In contrast to VGG16, which has a testing accuracy and loss of 91.00% and 0.44, respectively, EfficientNet has a testing accuracy of 96.67% and a loss of 0.13. ResNet50’s accuracy and loss values are somewhat between EfficientNet and VGG16, yielding a testing accuracy of 95.20% and a testing loss of 0.20.
Table 1 compares testing accuracy and loss across all three models. EfficientNet outperforms ResNet50 and VGG16 regarding testing loss and accuracy due to its features, like better scaling strategy, improved parameter efficiency, advanced convolutional blocks, better regularization techniques, and higher computational efficiency. At the same time,
Figure 9 shows a performance analysis.
The performance of EfficientNet was also compared using various performance metrics that are very important for decision-making, including accuracy, precision, recall, F1 score, AUC, kappa, latency, and resource consumption for faster processing. The confusion matrix is used to evaluate a few of these factors. The details of the confusion matrix can be analyzed in
Figure 10. Misclassifications occur from overfitting using 20% of the validation and testing data taken from datasets with 56,930 images displayed in the confusion matrix. According to the confusion matrix, out of 11,386 images, EfficientNet has 379 misclassified traffic signs, ResNet50 has 546, and VGG16 has 1025 misclassified traffic signs. EfficientNet has higher accuracy than the others because there are less misclassified data. VGG16 has the lowest confidence level among other CNN models. All CNN models do a relatively good job of classifying traffic signs. Four critical measures have been considered when comparing techniques: precision, recall, F1-score, and specificity. All assessment metrics for the CNN models discussed above are presented in
Table 2 and graph in
Figure 11.
Compared with the other two CNN models, EfficientNet has the highest precision, recall, F-1 score, and specificity, as shown in
Table 2 and the analysis graph in
Figure 11. EfficientNet latency and computational resources are also minimal compared to other models, supporting our claim in the research paper. EfficientNet produces perfect results, making decision making in DT-VANET faster and more accurate, with fewer computational resources and less convergence time.

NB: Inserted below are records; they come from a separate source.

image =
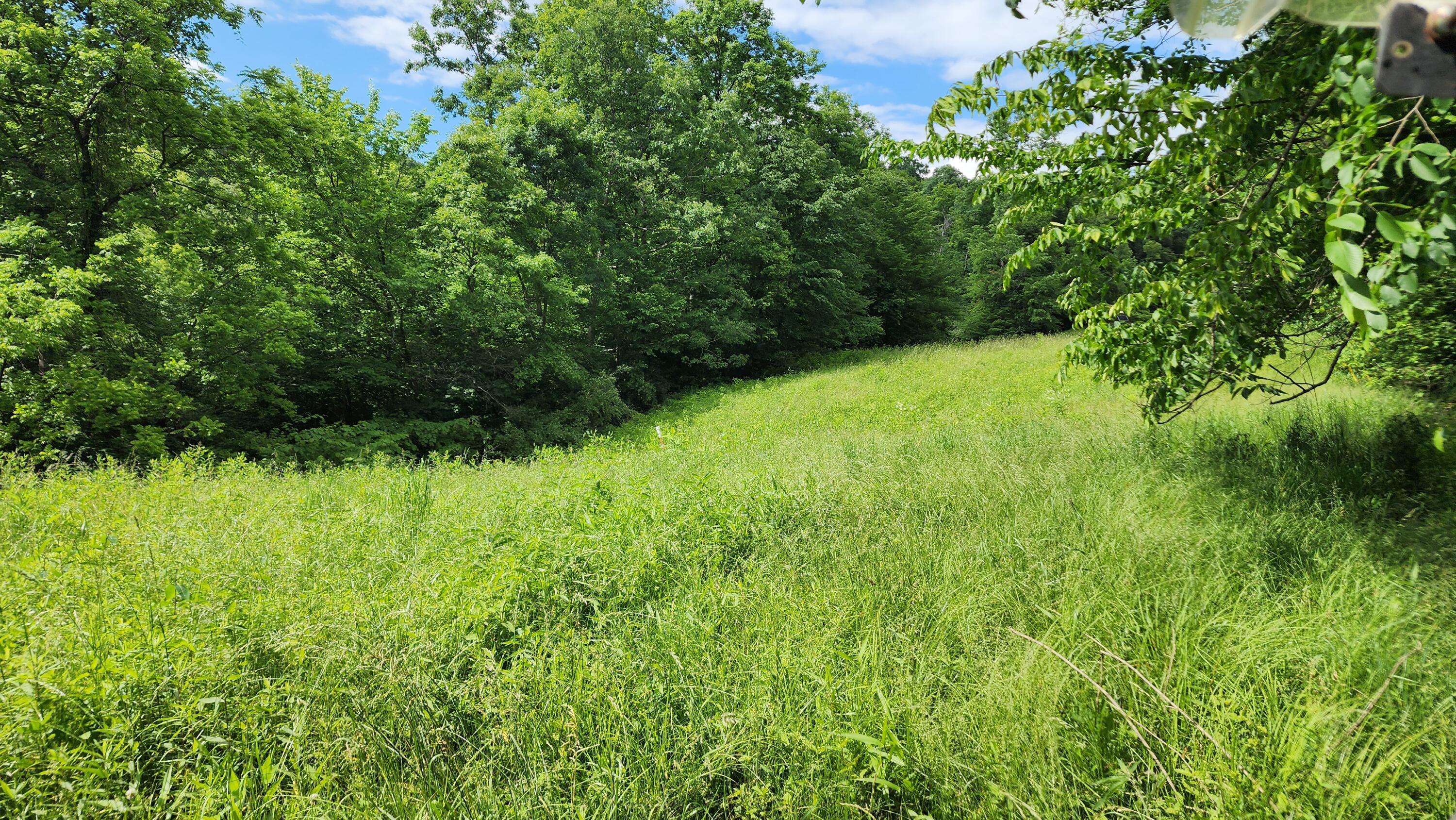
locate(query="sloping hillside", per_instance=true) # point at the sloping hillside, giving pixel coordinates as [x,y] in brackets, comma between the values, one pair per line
[910,583]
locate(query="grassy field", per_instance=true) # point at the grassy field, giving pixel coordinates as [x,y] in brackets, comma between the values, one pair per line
[912,583]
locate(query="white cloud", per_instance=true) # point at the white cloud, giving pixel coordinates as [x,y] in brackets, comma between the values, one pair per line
[385,33]
[903,120]
[956,34]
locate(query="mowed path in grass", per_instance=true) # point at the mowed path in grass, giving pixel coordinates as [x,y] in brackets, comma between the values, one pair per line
[910,583]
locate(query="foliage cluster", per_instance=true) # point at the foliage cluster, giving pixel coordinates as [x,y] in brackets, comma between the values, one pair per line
[644,197]
[814,596]
[1221,212]
[979,245]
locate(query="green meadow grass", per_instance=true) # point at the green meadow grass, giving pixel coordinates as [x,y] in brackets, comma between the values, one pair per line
[921,583]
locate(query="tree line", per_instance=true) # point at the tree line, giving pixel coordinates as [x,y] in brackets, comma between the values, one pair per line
[1247,219]
[635,199]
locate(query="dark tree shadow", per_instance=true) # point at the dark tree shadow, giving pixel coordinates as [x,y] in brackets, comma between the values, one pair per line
[1384,475]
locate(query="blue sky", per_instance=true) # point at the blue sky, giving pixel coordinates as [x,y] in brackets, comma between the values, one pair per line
[894,57]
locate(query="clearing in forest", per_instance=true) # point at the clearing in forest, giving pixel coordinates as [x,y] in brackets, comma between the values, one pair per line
[910,583]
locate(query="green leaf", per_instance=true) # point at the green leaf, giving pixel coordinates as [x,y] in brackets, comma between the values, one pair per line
[1344,255]
[1357,293]
[1423,168]
[1390,228]
[1362,91]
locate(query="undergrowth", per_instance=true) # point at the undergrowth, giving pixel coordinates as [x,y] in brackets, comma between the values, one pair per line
[925,583]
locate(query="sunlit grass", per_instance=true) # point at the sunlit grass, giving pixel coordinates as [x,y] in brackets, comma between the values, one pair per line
[909,583]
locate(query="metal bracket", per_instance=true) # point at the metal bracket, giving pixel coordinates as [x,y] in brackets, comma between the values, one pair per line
[1411,63]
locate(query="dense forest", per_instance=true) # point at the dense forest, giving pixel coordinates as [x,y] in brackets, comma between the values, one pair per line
[634,199]
[629,199]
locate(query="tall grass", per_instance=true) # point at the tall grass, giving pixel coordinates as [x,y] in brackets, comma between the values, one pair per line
[912,583]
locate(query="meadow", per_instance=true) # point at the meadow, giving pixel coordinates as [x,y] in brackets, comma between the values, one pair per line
[908,583]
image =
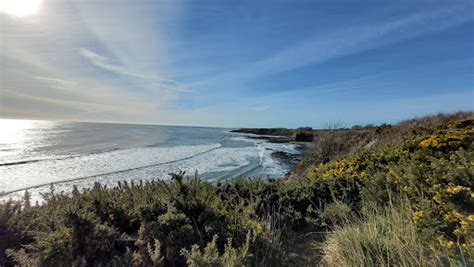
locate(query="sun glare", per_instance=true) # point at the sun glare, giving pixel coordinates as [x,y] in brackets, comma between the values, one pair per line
[20,8]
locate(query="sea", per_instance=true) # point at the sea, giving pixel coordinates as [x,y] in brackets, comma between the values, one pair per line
[40,155]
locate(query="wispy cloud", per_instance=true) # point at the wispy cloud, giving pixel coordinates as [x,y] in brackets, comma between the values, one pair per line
[106,64]
[56,83]
[261,108]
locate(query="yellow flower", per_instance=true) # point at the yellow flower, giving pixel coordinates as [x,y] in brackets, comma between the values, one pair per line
[456,189]
[417,215]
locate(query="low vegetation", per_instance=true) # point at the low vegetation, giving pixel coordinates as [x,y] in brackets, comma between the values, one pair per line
[387,195]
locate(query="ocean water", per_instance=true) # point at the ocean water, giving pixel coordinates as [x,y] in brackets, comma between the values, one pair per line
[36,154]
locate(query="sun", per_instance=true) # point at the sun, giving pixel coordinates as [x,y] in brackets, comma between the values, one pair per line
[20,8]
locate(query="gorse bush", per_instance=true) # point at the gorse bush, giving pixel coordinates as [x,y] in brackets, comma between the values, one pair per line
[348,203]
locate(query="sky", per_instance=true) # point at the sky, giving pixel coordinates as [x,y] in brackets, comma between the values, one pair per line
[264,63]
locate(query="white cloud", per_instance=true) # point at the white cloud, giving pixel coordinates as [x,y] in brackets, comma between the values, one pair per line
[261,108]
[56,83]
[105,63]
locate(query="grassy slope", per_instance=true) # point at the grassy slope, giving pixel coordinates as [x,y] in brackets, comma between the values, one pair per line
[354,189]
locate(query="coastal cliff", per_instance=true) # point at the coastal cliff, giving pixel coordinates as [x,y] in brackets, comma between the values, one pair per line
[388,195]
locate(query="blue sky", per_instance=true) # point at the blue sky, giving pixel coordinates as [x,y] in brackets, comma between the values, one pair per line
[253,63]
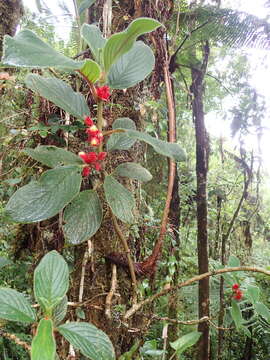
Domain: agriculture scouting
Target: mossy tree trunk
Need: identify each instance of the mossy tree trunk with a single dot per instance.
(10, 13)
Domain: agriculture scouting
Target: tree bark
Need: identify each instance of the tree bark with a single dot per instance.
(10, 13)
(202, 151)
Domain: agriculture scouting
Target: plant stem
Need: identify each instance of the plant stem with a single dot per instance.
(130, 262)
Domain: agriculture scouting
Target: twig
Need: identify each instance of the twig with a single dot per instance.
(109, 297)
(84, 262)
(14, 338)
(130, 262)
(188, 282)
(189, 322)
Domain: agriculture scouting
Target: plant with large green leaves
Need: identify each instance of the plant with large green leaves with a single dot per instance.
(58, 189)
(51, 283)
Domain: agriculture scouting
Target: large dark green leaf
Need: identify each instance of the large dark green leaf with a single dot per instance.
(53, 156)
(120, 141)
(26, 49)
(51, 280)
(132, 67)
(186, 341)
(40, 200)
(92, 342)
(82, 217)
(85, 5)
(15, 307)
(171, 150)
(93, 36)
(60, 93)
(120, 200)
(120, 43)
(133, 171)
(43, 345)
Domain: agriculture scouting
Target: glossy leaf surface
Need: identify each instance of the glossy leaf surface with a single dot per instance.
(132, 67)
(26, 49)
(120, 43)
(40, 200)
(133, 171)
(60, 93)
(43, 345)
(92, 342)
(15, 307)
(82, 217)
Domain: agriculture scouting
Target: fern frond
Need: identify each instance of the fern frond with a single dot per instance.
(227, 27)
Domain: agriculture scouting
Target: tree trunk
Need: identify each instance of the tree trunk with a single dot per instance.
(202, 151)
(10, 13)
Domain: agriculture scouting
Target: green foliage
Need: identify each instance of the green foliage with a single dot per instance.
(59, 93)
(51, 281)
(43, 344)
(133, 171)
(126, 72)
(83, 217)
(26, 49)
(50, 288)
(92, 342)
(121, 43)
(15, 307)
(40, 200)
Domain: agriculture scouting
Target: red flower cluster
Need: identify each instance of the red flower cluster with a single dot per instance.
(95, 136)
(238, 294)
(103, 92)
(93, 161)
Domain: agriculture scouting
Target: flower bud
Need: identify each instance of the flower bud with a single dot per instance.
(86, 171)
(88, 121)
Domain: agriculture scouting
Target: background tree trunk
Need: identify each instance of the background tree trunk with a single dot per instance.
(10, 13)
(202, 151)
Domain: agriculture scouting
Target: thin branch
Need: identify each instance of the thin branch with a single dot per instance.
(109, 297)
(84, 262)
(188, 282)
(130, 261)
(189, 322)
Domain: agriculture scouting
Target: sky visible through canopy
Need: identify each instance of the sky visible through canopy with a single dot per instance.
(259, 62)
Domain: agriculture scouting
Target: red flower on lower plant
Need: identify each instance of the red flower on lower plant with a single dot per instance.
(93, 160)
(88, 121)
(103, 92)
(238, 295)
(86, 171)
(235, 286)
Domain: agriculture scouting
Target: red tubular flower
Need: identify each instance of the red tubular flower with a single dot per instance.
(86, 171)
(92, 130)
(103, 92)
(88, 158)
(88, 121)
(97, 166)
(102, 155)
(235, 286)
(94, 141)
(238, 295)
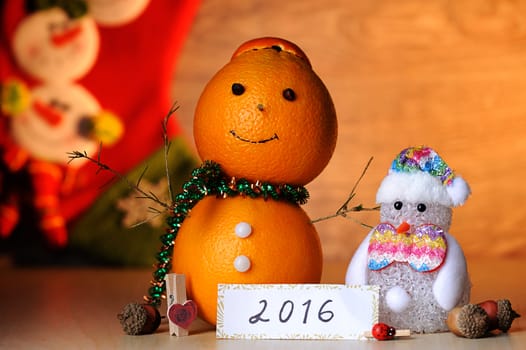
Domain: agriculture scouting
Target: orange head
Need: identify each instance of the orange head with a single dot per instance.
(266, 115)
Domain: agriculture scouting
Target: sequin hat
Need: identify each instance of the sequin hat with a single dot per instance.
(419, 174)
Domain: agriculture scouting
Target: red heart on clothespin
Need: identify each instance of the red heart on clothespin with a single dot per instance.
(183, 314)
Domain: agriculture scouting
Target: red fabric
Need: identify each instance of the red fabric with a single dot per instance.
(132, 78)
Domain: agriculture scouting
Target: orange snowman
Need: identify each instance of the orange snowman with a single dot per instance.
(265, 125)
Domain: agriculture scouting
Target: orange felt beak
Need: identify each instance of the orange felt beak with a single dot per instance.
(66, 36)
(403, 228)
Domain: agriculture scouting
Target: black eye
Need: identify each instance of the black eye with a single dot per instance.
(289, 94)
(238, 89)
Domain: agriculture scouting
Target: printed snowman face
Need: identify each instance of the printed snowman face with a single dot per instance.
(116, 12)
(416, 214)
(53, 124)
(50, 46)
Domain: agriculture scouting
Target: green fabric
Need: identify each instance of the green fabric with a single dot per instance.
(101, 234)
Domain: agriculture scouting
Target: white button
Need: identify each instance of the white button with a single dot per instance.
(242, 263)
(243, 230)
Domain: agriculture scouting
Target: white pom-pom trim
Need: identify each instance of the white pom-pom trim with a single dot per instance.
(458, 191)
(397, 299)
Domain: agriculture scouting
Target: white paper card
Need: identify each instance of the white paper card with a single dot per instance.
(295, 311)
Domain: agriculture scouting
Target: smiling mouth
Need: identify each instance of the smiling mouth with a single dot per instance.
(274, 137)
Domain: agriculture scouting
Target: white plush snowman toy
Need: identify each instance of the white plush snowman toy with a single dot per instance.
(53, 116)
(419, 266)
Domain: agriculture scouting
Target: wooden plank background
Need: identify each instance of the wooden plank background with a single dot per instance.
(449, 74)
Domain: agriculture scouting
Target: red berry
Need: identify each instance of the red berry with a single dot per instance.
(381, 331)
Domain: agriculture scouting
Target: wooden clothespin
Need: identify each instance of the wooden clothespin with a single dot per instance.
(382, 331)
(180, 311)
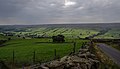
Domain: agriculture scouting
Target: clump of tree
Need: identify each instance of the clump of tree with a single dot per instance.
(58, 38)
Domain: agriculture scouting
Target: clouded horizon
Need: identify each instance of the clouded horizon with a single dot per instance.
(58, 11)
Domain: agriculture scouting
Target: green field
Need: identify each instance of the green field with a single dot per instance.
(24, 49)
(67, 32)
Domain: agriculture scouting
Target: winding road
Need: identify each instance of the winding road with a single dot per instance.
(111, 52)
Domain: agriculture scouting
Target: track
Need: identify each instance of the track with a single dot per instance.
(111, 52)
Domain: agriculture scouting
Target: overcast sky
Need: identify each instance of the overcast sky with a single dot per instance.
(58, 11)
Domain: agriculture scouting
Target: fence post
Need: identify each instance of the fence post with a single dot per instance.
(54, 53)
(13, 58)
(34, 57)
(74, 46)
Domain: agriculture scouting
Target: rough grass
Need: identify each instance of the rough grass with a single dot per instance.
(24, 49)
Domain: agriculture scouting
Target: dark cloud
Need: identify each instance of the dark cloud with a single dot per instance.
(55, 11)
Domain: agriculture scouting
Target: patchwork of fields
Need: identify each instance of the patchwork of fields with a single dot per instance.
(42, 49)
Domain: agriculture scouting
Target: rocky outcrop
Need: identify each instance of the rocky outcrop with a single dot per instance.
(81, 60)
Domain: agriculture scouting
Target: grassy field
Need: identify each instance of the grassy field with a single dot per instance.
(24, 49)
(111, 34)
(67, 32)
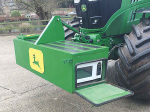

4.7. Comparison of EfficientNet with VGG16 and ResNet50
Through Compound Scaling, EfficientNet is found to outperform VGG16 and is better than ResNet50 in terms of accuracy. EfficientNet generally has low validation loss because of its efficient utilization of parameters compared to ResNET50 and VGG16 models, which might experience higher validation loss due to their large size and potential inefficiencies in capturing fine details. VGG16 has the highest latency because of the larger model size, and EfficientNet has less model size and latency, making it a recommended choice for decision-making. VGG16 requires the most memory and computational resources and is the heaviest. The lightest is EfficientNet, which has fewer parameters, is suitable for real-time decision making in DT-VANET, and requires less time for convergence. EfficientNet is the fastest of the three models because it is designed to be efficient regarding latency, computational cost, accuracy, and convergence time. The slowest model is VGG16, attributed to its deep and wide architecture and high parameter count.